Artigos de Jornal
O mensalão como espetáculo
A universalização da TV e de outras mídias criou o que autores como Guy
Debord e Frederic Jameson chamaram de cultura do espetáculo, que domina a vida
politica, econômica, social e cultural do mundo. É preciso ter consciência
critica deste fenômeno. Por esta razão, a maioria dos juízes norte-americanos
não permite a entrada de câmeras fotográficas e vídeos nos tribunais para evitar
uma pré-condenação dos réus. O que estamos vendo no caso do mensalão é a
transformação de um julgamento do STF em um espetáculo televisivo que disputa o
ibope com o desnudamento da nossa classe média no lixão da Avenida Brasil. Não
falta inclusive um super-herói de capa e espada lutando contra as forças do mal
e a figura do bom ladrão arrependido. O juiz que não votar pela condenação dos
réus, independente da consistência das provas, corre o risco de ser considerado
conivente com a corrupção.
Para além da questão moral, há neste episódio uma questão politico-institucional
gravíssima. O nosso sistema politico é estruturalmente corrupto. Este fato
decorre do atual regime politico híbrido com uma Constituição parlamentarista,
onde tudo deve passar pelo Congresso, e um Presidencialismo onde o chefe de
estado, eleito por outra via, não tem o apoio do Legislativo. O conflito se
estabelece pela origem diversa dos poderes Legislativo e Executivo. Assim o
presidente reina, mas não governa, a menos que coopte uma base parlamentar
descompromissada e infiel.
Tal sistema foi instituído por Sarney ao vetar o parlamentarismo e restaurar a
figura do presidente absoluto, sem fazer as adaptações constitucionais
necessárias. Ao contrario do parlamentarismo autentico, em que o
primeiro-ministro é eleito pela coligação que lidera o parlamento, ou de um
presidencialismo bipartidário, como o norte-americano, onde o presidente é
eleito indiretamente por delegados dos partidos, o que garante certa unidade
entre o Legislativo e o Executivo, o nosso regime hibrido com 30 legendas de
aluguel é literalmente um mercado.
No nosso regime político bizarro, batizado por Sergio Abranches de
presidencialismo-de-coalizão, o chefe de estado para governar precisa do “toma
lá, dá cá”, que mão se faz só com reais e dólares, mas com cargos, liberação ou
retenção de emendas parlamentares e participações devidas, financiamentos de
obras etc, tidos como “normais”. Destas praticas, inclusive com compra de votos
em dinheiro, foram acusados os Presidentes Sarney, para prorrogar o seu mandato;
Fernando Henrique Cardoso, para instituir a reeleição e fazer privatizações
turvas, e Lula, para aprovar leis de seu programa político. Não vou julgar aqui
o mérito de tais ações, senão analisar as razões da pratica.

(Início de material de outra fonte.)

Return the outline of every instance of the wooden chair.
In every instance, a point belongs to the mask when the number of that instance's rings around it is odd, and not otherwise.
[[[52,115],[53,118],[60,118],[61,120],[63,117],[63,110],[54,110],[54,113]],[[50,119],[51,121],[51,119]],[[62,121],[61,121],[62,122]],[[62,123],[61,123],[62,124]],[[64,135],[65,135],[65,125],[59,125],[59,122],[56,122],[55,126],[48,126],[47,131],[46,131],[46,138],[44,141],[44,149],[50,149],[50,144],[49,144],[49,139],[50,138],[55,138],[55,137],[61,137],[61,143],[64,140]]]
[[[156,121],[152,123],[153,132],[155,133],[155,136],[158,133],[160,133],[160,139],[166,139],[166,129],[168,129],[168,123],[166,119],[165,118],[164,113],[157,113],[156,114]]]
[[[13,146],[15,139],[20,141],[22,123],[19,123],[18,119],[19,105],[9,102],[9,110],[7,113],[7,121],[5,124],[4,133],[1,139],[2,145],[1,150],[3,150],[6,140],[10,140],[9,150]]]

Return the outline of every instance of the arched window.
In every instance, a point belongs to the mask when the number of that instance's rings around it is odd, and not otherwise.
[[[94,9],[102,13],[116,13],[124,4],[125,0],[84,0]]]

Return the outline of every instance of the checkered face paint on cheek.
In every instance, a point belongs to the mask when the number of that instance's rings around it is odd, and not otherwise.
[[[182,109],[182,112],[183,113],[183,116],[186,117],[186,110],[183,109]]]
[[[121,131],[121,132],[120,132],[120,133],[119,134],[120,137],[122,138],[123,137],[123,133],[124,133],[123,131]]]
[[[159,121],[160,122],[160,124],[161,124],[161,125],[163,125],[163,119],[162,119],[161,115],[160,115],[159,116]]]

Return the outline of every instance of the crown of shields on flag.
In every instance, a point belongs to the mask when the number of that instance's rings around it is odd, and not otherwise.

Nesse sistema, os verdadeiros operadores da governabilidade são os chefes da
casa civil e coordenadores políticos. As mesmas acusações que pesam sobre José
Dirceu e José Genoino de compra de votos sofreram Eduardo Jorge e Sergio Motta,
o Serjão, na administração de FHC. Mas Fernando foi mais vivo evitando uma CPI e
lavando as mãos ao criar o CGU. Aliás, o inventor do engenhoso Valerioduto é o
ex-governador de Minas Gerais, Eng. Eduardo Azeredo, fundador do PSDB.
Fica evidente que a compra de votos é resultado de uma crise estrutural de
governabilidade, que se manifesta também pelo abuso de Medidas Provisórias, que
só no Governo de FHC chegaram a 5.491. Nem mesmo a base governista renuncia a
cobrar pedágio e vantagens. No processo em julgamento do presente mensalão estão
arrolados políticos do PT, PP, PL, PTB e PSB. O comercio do voto continuará a
existir, enquanto persistir o regime politico atual. Quanto irá custar, de forma
explicita ou implícita, a votação das reformas que o País necessita? Se não
quisermos ver a reprise deste filme, devemos julgar e condenar o sistema
politico corruptor vigente. Tudo mais é circo. Mas tal reforma institucional só
pode ser feita por uma Constituinte independente do atual esquema
político-partidário, pois seus agentes não abrirão mão do cheque em branco que
têm hoje para negociar a governabilidade.